The Moment Jesus Came

Despite all the pressures from the powers that be, I’m not going to make a retraction concerning last week’s message.  I am, however, willing to make a correction—I will broaden my explanation of the come to Jesus moment so that I do not come across as a heretic.

Yes, people have a come to Jesus moment. But people don’t just come to Jesus on their own…they don’t get to plan it on their terms…they don’t even get to turn a corner and stumble upon Jesus as he’s bent down to tie his sandals.

Today’s Scripture will help me expanding or correcting last week’s mistakes. This week, I’m going to use four points again to show the principles of how the Kingdom operates.

First, Jesus intentionally approaches people on their own terms—where they are at. Look at verse four, “Now [Jesus] had to go through Samaria.” Why had? Yes, traveling through Samaria was the most common route that Jews took from Judea to Galilee. But there were other routes. Jesus doesn’t have to do anything! There are plenty examples in Scripture where people try and compel Jesus and he rebukes them.

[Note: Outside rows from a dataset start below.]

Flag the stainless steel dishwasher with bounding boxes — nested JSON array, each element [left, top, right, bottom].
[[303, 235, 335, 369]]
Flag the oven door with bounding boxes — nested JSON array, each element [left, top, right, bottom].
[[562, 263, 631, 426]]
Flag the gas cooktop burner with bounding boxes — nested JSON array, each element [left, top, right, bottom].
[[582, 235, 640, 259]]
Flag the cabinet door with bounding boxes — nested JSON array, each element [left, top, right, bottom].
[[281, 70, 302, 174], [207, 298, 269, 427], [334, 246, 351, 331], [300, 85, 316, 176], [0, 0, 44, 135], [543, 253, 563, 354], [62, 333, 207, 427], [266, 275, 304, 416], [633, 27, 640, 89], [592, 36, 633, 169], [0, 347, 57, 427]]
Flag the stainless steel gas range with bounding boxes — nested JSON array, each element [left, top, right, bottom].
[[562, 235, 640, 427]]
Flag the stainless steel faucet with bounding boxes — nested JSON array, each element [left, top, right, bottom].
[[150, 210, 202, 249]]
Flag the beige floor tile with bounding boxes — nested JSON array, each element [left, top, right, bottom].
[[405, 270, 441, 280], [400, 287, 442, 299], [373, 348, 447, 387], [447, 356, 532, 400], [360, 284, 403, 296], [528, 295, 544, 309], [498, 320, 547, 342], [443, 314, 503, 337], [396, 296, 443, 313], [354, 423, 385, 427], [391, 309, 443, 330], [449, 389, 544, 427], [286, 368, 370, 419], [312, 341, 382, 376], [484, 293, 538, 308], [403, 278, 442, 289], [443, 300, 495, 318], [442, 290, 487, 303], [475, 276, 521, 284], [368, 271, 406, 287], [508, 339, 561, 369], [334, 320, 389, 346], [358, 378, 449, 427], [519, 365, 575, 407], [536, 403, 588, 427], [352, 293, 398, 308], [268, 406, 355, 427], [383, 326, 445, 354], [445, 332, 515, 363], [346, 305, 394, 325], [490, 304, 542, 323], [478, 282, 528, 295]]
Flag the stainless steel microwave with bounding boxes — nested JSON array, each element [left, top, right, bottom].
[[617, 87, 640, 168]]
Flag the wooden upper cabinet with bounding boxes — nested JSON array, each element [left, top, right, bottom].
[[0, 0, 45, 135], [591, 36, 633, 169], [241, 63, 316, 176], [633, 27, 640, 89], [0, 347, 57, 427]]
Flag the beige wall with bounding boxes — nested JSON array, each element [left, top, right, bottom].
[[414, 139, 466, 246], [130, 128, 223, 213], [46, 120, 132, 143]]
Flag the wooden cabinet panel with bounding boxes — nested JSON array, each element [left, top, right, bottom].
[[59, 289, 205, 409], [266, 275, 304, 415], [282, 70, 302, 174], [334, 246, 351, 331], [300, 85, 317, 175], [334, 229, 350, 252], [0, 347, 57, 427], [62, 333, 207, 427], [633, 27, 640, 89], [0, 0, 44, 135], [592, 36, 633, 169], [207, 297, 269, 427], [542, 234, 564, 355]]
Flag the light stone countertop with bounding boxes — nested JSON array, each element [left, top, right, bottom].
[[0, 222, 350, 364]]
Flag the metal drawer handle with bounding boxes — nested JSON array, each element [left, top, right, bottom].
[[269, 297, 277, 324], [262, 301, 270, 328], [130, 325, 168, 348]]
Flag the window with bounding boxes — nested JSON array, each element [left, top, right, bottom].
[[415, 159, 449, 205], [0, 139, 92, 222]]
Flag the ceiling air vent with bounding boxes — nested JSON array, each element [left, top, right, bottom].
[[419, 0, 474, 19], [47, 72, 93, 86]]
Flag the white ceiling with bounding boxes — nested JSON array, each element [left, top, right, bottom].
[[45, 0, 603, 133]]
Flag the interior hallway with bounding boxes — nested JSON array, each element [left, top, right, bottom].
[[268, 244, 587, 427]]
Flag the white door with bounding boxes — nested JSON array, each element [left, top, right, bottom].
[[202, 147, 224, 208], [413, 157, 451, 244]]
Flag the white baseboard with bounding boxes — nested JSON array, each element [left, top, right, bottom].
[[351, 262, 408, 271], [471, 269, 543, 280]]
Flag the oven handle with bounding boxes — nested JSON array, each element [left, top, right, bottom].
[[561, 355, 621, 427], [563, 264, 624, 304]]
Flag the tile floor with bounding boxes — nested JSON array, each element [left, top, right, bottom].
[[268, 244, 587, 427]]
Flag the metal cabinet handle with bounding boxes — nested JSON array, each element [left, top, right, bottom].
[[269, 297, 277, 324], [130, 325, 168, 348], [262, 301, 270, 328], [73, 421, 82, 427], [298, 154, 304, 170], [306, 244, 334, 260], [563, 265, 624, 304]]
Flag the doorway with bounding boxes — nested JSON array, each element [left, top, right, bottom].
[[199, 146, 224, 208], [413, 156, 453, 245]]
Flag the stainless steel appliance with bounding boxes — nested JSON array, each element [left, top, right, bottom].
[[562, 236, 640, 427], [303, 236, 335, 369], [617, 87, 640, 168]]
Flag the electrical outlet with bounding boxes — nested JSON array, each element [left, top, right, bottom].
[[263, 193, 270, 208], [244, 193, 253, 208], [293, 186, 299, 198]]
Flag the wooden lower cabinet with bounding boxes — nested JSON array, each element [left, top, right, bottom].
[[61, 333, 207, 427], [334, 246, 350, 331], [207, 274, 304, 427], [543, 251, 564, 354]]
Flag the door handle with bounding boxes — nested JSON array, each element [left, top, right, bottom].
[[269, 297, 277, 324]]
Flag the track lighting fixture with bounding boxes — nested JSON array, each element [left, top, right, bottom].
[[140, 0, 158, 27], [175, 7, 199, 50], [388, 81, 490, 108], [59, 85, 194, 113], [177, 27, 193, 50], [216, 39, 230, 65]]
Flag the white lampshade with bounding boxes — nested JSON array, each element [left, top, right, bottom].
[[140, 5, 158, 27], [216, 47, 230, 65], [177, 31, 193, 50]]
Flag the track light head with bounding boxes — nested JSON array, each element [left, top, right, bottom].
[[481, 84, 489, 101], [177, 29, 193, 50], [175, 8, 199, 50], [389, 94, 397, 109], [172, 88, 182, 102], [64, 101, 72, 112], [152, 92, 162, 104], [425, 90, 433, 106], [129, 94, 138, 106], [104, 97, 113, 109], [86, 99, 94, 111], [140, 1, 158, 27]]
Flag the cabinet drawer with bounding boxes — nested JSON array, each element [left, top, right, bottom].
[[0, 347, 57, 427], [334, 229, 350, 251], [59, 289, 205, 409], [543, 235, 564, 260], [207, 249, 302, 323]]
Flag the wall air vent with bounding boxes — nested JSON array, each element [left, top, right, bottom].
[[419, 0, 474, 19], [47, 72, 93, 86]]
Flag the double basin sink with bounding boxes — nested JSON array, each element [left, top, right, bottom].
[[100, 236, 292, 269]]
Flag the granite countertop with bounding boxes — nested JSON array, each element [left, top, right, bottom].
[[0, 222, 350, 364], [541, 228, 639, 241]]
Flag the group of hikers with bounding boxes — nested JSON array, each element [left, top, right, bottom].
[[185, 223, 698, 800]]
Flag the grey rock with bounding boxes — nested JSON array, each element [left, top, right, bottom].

Really, there is only one have or must that Jesus continually talks about throughout his whole life here on Earth. Do you remember what it is? Look at verse 34. Jesus says consistently in his ministry that he must do the will of his Father and that he was sent to complete my Father’s work.

Why did Jesus have to go to Samaria? His Father willed it because there was work to be done at a well. Jesus intentionally approaches people where they are at.

Second, Jesus sees something special/different in people. I instantly think of Waterdeep’s “Everyone’s Beautiful” and Stevie Wonder’s “Isn’t She Lovely.” “For God so loved the world (each and every one of us) that He gave His one and only Son” to save us from self-destruction.

This woman Jesus had to meet at the well was a Samaritan. There is no naming this person…there is no notoriety like Nicodemus. She is just a woman. Women were not considered the equals of me back then…most rabbis taught that girls should not even receive a religious/literate education. Worse than a Jewish woman, though, this woman was a Samaritan woman. To the Jewish mind and heart, Samaritans were bad. They were worse than your typical Gentile. Why? Because they had once known the truth of God and had allowed it to be watered down, misinterpreted, until whatever religion they practiced was an abomination to Yahweh.

All this is why the woman (and then later the disciples) is so surprised that Jesus is having anything to do with her let alone talking to her and asking to drink from her jar (he would be unclean).

Yet, this woman was (more than likely) even an outcast in her own society. Women usually went to get water in the morning or evening because it was cooler and it made sense concerning the purposes for the water. Women also travelled in groups—safety in numbers. None of this applies to this woman…alone at mid-day. But the Father and the Son knew the time, the place, and the person—a divine appointment. Jesus saw something beautiful and lovely in this woman.

Third, Jesus names the core of our brokenness and offers us healing. The conversation these two people have is so interesting. She’s evasive. Jesus is cryptic. It is a lot like the conversation Jesus and Nicodemus had—Jesus is talking about eternal truths but the woman is focused on the Earthly realities. But, out of the blue, Jesus calls her out on her specific immorality. She starts to have a clue and talks about the future Messiah. Then he clearly tells her he is the Messiah of God.

Fourth, each person must respond to Jesus visitation and offer. She believes—she doesn’t say a sinner’s prayer, though. She’s joyful! She runs back into town—the town that considers her an outcast—and tells them to come and see the Messiah. He knows all about my bad life and has offered me eternal life. The town comes out, hears Jesus, asks him to stay, and he does—for two more days. Jesus had a divine appointment with that whole town…and they believed.

It is difficult to not see the disparity between the Samaritan Woman and Nicodemus. The un-named, poor, uneducated, clearly sinful, outcast, foreigner woman compared to the named, wealthy, educated, apparently holy, honored/revered, Jewish man. They both needed Jesus more than they could comprehend. And Jesus loved them both.

I’ve been thinking: when Jesus shows up…all these things that the world tells us we are or that we convince ourselves we are or what we tell others they are: status, wealth, education, morality level, race, gender, or whatever: all these things are pierced and put aside. When we are visited by God, we are shown our brokenness and need of Him, we are offered His love and healing, and we must choose.

This week I have not been able to escape the disparity between Deputy Micah Flick and the killer and thief who shot him. I am sure his name has been released, but I haven’t bothered to know it. Deputy Flick was such an outstanding man trying to make the world a better place—a hero—and this other was the opposite, making the world a worse place. But…they both needed Jesus more than they could comprehend. And Jesus loved them both.

I kept thinking: there were two funerals this week. One was a celebration of a man’s life and the public lined up to support the Flick family. The second funeral was not publicized, probably conducted in secret, and I’m sure there was fear and shame there. Both families were heartbroken. Jesus was at both.

The love of the God who has claimed us as His own and Whom we serve is amazing beyond all comprehension. May I—may We—learn to live it out more and more in this new life we have been given. Amen.